Was für mich schwierig war als einziger Schüler von Lee in der Schweiz, war das Fehlen einer Sangha in der Nähe. So fuhr ich jahrelang jede Woche einmal nach Freiburg i. Br. zum „Bordello“ (Teaching Meeting) und einmal monatlich zum Sangha Weekend, meistens im Schwarzwald. Lee besuchte auch jedes Jahr auf seiner Europa-Reise die deutsche Sangha und gab Seminare und Vorträge in Freiburg und Emmendingen, nebst Auftritten mit den Bands. Seine Basis war im Ashram „La Ferme de Jutreau“ in Südwestfrankreich, ca. 800 km entfernt von meinem Wohnort. Ich fuhr natürlich regelmäßig dorthin in den Sommerferien und besuchte dazu noch viele Gigs und Vorträge in Frankreich. So bestand ein Teil meines Sadhana sozusagen aus Autofahren, Tausende Kilometer läpperten sich zusammen.

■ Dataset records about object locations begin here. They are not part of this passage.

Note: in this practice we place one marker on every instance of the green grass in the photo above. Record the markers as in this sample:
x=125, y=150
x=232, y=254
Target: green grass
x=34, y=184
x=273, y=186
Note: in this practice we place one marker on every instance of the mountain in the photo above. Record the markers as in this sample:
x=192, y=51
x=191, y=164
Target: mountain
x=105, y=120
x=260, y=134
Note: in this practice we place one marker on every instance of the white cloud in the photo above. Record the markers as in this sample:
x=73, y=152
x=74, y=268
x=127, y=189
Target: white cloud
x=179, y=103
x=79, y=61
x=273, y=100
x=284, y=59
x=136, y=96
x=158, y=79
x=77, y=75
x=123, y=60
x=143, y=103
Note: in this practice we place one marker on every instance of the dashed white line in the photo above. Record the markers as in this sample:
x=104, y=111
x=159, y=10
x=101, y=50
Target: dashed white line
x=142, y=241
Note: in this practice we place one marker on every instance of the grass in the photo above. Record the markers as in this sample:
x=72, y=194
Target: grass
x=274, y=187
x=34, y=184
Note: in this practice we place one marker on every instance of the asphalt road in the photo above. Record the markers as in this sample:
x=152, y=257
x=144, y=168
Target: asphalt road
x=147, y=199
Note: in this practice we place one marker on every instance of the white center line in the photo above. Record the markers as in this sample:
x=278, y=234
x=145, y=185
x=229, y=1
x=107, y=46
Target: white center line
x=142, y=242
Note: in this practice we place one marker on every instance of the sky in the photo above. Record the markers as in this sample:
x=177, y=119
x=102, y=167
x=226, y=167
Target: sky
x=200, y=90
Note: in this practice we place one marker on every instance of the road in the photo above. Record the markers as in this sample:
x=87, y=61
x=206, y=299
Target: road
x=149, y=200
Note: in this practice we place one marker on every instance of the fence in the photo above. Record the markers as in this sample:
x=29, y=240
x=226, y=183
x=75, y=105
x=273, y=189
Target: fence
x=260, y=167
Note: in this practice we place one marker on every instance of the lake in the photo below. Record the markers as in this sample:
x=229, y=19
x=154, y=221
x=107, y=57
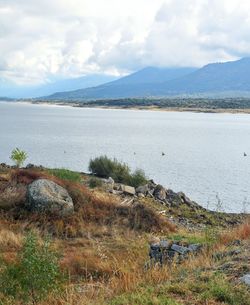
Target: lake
x=204, y=153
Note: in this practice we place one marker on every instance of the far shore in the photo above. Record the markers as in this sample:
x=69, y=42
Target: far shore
x=137, y=107
x=149, y=108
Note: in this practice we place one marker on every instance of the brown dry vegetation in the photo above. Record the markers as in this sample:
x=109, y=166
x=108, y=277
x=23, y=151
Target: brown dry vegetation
x=104, y=247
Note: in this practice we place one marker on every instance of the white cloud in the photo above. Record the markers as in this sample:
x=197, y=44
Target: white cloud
x=43, y=39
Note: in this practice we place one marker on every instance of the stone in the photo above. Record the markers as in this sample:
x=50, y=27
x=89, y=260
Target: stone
x=128, y=190
x=246, y=279
x=160, y=192
x=143, y=189
x=179, y=249
x=44, y=195
x=194, y=247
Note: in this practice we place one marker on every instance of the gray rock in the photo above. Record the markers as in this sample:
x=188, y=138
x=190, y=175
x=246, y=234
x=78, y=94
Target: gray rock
x=194, y=247
x=143, y=189
x=46, y=196
x=246, y=279
x=128, y=190
x=179, y=249
x=160, y=192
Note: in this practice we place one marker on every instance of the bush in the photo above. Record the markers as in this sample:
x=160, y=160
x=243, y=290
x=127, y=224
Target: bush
x=138, y=178
x=95, y=182
x=65, y=174
x=35, y=273
x=120, y=172
x=18, y=156
x=105, y=168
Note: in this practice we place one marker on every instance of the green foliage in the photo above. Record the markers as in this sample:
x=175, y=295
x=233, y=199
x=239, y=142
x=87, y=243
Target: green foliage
x=95, y=182
x=105, y=167
x=120, y=172
x=35, y=273
x=65, y=174
x=138, y=178
x=18, y=156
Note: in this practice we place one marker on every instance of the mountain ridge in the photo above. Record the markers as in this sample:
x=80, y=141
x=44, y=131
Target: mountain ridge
x=217, y=79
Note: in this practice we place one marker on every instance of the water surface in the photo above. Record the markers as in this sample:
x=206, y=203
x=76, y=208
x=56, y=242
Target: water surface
x=203, y=152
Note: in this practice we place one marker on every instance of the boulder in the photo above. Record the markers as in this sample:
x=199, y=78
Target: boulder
x=160, y=192
x=46, y=196
x=143, y=189
x=128, y=190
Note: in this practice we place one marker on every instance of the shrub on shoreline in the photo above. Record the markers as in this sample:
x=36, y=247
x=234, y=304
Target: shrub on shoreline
x=105, y=167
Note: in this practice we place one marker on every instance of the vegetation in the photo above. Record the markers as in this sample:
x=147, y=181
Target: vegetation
x=65, y=174
x=95, y=182
x=18, y=156
x=33, y=275
x=120, y=172
x=185, y=103
x=103, y=248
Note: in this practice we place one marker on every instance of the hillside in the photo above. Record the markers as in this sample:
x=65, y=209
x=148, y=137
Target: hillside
x=14, y=90
x=104, y=244
x=216, y=80
x=140, y=83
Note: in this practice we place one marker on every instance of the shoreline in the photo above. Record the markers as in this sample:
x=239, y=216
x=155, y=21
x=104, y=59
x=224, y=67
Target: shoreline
x=138, y=108
x=148, y=108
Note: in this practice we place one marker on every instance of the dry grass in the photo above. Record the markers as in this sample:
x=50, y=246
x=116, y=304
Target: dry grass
x=241, y=232
x=104, y=245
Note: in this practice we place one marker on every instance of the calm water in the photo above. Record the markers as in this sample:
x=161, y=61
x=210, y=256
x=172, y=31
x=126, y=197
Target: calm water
x=203, y=152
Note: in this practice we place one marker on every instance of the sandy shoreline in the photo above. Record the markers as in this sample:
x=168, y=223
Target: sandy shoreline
x=142, y=108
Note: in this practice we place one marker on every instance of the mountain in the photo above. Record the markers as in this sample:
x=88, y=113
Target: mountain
x=17, y=91
x=140, y=83
x=216, y=80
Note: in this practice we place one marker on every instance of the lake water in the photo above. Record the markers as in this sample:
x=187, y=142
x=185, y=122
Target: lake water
x=203, y=152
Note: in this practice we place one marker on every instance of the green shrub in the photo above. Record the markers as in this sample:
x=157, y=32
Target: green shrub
x=34, y=275
x=138, y=178
x=95, y=182
x=120, y=172
x=18, y=156
x=105, y=168
x=65, y=174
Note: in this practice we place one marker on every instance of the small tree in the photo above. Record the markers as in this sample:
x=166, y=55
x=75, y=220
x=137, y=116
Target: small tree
x=35, y=273
x=18, y=156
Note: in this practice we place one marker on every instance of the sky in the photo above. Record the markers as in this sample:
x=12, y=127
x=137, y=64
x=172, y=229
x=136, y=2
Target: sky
x=41, y=40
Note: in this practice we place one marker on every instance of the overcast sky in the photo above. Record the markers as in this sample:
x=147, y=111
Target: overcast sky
x=43, y=39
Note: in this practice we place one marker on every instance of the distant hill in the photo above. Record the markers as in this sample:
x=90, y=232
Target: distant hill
x=15, y=91
x=140, y=83
x=214, y=80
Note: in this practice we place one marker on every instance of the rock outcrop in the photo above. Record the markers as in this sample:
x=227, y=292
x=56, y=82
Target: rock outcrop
x=46, y=196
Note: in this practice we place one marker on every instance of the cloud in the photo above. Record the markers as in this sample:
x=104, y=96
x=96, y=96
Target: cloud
x=40, y=40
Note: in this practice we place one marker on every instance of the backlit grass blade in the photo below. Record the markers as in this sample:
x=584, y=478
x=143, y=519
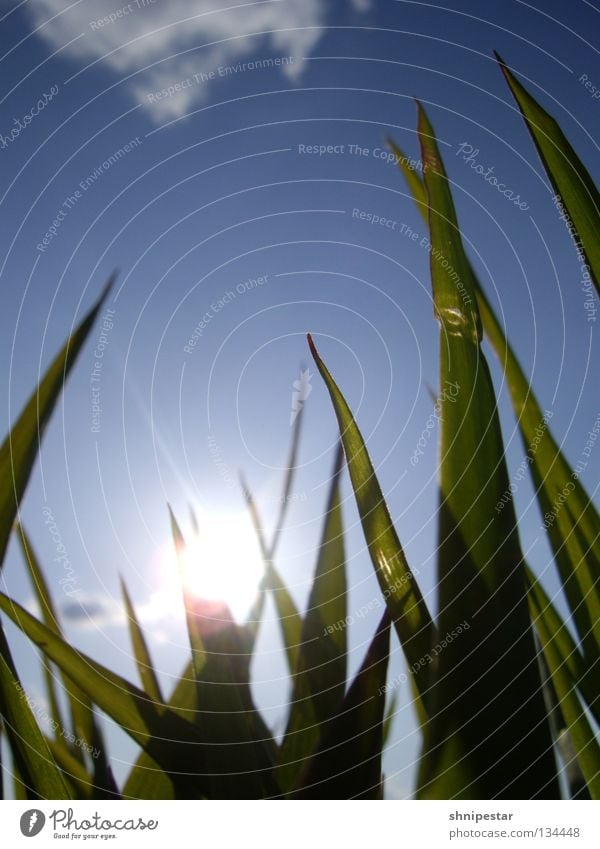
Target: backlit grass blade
x=140, y=650
x=83, y=722
x=571, y=520
x=390, y=715
x=290, y=621
x=577, y=199
x=400, y=589
x=578, y=726
x=319, y=680
x=192, y=620
x=37, y=770
x=347, y=764
x=170, y=741
x=226, y=717
x=546, y=613
x=146, y=780
x=288, y=481
x=20, y=448
x=74, y=773
x=488, y=734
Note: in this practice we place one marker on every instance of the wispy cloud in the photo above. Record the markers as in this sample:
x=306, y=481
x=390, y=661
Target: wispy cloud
x=158, y=43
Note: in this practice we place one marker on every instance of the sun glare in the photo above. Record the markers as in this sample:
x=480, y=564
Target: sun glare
x=222, y=563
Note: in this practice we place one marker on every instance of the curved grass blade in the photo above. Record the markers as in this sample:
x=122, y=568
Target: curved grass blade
x=578, y=726
x=574, y=529
x=20, y=448
x=32, y=758
x=347, y=763
x=83, y=721
x=140, y=650
x=170, y=741
x=570, y=179
x=409, y=612
x=487, y=689
x=319, y=680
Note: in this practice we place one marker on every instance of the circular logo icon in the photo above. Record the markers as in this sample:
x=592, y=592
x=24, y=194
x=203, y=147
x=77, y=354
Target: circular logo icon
x=32, y=822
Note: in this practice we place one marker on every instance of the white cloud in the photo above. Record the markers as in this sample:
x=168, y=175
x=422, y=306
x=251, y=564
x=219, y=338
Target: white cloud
x=180, y=38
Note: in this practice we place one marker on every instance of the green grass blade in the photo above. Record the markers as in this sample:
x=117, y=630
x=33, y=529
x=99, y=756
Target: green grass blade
x=169, y=740
x=290, y=621
x=574, y=531
x=20, y=448
x=288, y=481
x=140, y=650
x=319, y=680
x=409, y=612
x=488, y=688
x=568, y=175
x=74, y=773
x=580, y=673
x=390, y=714
x=146, y=780
x=35, y=764
x=347, y=763
x=578, y=726
x=225, y=713
x=194, y=622
x=83, y=721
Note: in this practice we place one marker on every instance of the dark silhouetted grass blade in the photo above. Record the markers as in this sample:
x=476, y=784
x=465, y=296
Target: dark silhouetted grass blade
x=347, y=764
x=401, y=591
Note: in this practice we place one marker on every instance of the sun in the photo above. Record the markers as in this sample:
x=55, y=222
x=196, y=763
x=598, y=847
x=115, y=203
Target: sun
x=222, y=562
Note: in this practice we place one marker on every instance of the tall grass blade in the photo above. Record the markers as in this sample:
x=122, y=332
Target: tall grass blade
x=141, y=653
x=570, y=518
x=319, y=680
x=578, y=726
x=31, y=755
x=409, y=612
x=290, y=621
x=20, y=448
x=347, y=764
x=170, y=741
x=487, y=689
x=236, y=741
x=570, y=179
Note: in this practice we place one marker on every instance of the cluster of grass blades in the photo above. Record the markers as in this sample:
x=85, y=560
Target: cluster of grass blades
x=504, y=710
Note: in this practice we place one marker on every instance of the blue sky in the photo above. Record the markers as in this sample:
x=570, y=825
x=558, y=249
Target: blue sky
x=190, y=125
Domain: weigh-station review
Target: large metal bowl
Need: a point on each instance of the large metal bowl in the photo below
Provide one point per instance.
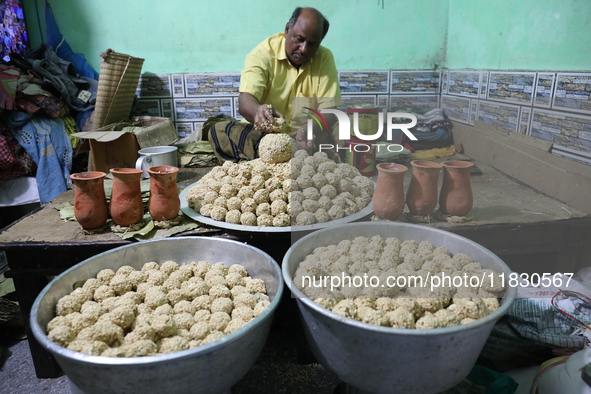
(211, 368)
(390, 360)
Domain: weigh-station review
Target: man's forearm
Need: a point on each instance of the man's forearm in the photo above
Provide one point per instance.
(248, 106)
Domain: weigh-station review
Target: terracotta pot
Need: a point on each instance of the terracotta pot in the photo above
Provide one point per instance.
(456, 192)
(421, 196)
(164, 202)
(388, 198)
(126, 198)
(90, 202)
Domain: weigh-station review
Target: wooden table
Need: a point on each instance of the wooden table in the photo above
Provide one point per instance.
(520, 225)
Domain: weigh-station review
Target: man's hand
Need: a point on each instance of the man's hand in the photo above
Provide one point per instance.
(302, 141)
(265, 118)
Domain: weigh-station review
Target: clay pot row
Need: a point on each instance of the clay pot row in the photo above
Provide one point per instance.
(126, 207)
(455, 198)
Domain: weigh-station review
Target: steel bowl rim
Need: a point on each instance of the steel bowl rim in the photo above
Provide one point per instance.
(54, 348)
(301, 297)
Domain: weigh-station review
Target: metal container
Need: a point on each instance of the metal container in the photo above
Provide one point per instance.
(211, 368)
(390, 360)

Leider – einige Jahre nach Lees Tod (2010) – wurde es immer schwieriger, die deutsche Sangha  und die damit verbundenen Aktivitäten lebendig und aufrecht zu erhalten. Das Interesse bröckelte und die meisten waren in ihren eigenen Lebenssituationen absorbiert. Lees Vision der „Erleuchteten Dualität“, wie er es nannte, ohne seine lebende Präsenz zu verwirklichen, ist sehr anspruchsvoll.